In order to dispose of the problems of slow iteration and difficult to get rid of the local space for further development of the original Harris Hawks Optimization, CIHHO algorithm is proposed to solve these problems. Firstly, the nonlinear escape energy decline mechanism based on environmental factors is used, and the local development time is extended by dynamically adjusting the early circling exploration and later attack exploitation phase to help get rid of the local space. Secondly, the random jump strength of the original algorithm is improved by integrating the idea of the Versoria function, and the data grabbing ability of local space of the algorithm is improved by simulating the actual intensity decline and change process of prey. Finally, the compound improved Harris Hawks Optimization (CIHHO) is obtained by combining Levy flight function adjustment factors. The core advantage of the improved CIHHO algorithm is its high stability. Compared with other algorithms in the CEC 2017 function test set, the improved CIHHO algorithm has a certain optimization effect on the processing of unimodal and multimodal functions, and further accelerates the convergence speed in the attack phase in the middle and late phases of iteration. The results on 30 and 50 dimensional optimization problems are stable, which proves that the CIHHO algorithm has strong stability and robustness, Applying CIHHO to three engineering problems can also get more quantitative results. Although the improvement effect of CIHHO algorithm is stable, there are still some defects to be solved, such as the average value is generally high at the initial phase of iteration, lack of absolute advantages compared with the original algorithm and competitive algorithm, long running time and slow running results. Therefore, some adjustments can be made in the future research:

  • For the improvement of energy and jump strength, the cyclic mechanism is not considered. Although the randomness of the original algorithm is improved, the recovery level of energy and jump strength is not considered.

  • The position update formula of Harris Hawks Optimization is improved accordingly, and the problem of high average value in the early iteration can be solved by means of the hunting mechanism.

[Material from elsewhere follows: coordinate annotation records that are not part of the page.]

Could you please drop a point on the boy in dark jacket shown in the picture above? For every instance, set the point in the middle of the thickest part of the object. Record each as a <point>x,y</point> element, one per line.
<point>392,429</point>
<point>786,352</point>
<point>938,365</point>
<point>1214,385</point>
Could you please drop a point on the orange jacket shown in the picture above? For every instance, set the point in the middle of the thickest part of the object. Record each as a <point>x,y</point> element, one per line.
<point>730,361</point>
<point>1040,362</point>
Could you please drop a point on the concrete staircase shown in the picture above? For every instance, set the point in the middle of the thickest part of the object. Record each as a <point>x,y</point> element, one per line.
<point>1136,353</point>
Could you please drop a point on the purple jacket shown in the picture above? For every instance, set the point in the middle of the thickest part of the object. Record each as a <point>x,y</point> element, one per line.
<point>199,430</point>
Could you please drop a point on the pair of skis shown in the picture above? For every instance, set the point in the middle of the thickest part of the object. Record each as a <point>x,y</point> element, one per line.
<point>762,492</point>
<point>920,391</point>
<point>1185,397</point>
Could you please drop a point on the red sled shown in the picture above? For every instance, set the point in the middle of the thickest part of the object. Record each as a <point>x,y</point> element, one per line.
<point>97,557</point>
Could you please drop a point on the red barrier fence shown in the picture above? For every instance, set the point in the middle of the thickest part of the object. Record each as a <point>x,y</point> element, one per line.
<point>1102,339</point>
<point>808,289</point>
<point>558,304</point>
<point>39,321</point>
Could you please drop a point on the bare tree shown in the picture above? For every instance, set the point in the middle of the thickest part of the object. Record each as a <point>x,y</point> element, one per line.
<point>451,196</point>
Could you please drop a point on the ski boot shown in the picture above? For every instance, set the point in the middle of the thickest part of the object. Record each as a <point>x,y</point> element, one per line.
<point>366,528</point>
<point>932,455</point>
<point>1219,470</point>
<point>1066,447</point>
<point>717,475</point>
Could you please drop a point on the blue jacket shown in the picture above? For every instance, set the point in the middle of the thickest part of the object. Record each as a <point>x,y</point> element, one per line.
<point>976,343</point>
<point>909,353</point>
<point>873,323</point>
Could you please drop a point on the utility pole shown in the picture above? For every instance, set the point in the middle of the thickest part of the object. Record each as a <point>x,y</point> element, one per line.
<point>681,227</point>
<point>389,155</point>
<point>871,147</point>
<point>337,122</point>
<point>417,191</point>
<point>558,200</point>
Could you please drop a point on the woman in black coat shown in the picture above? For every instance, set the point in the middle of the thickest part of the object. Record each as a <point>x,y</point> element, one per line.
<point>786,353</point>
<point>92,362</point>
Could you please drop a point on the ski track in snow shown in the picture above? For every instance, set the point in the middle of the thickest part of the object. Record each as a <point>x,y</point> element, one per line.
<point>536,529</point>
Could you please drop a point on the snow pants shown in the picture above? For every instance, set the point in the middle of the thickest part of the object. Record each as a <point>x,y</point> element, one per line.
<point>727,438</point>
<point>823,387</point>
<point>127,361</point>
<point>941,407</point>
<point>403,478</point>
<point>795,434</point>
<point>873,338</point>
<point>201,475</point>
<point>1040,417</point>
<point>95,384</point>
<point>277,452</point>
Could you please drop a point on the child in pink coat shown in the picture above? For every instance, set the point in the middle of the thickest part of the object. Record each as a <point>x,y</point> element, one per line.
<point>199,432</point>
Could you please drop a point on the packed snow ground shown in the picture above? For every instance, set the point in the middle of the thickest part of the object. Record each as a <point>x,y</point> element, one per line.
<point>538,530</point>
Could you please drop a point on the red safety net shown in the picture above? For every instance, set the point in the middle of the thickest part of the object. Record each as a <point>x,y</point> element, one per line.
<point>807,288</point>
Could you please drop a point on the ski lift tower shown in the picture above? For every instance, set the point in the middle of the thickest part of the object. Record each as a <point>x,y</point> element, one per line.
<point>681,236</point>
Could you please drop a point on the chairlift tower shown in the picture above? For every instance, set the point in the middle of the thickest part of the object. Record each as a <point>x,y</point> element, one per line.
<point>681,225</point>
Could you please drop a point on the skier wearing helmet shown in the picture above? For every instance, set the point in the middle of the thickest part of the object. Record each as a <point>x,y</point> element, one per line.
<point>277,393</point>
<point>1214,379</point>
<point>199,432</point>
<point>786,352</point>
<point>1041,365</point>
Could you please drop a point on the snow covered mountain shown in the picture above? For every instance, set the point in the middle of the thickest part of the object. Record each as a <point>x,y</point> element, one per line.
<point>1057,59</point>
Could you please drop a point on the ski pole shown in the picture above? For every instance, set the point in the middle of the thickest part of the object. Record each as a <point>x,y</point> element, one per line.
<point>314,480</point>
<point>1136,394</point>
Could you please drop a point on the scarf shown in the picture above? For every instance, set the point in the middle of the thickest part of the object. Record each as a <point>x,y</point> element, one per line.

  • In the exploitation phase, variation mechanisms can be considered to improve population diversity, so as to avoid stagnation of the algorithm at the later stage of iteration, when individuals are concentrated in a small area and cannot be further optimized.

  • The improved algorithm will be applied to complex multi-objective optimization problems with higher dimensions. In the subsequent research process, CIHHOFootnote 1 algorithm can be considered to be introduced into the energy allocation of nuclear power plants in the fields of electrical, electronics, biology and other fields, and the open research problem (ORQ) of capacity consumption of wind power nuclear power plants for further in-depth study, and the optimization stability of the algorithm will be further tested under multi-constraint conditions.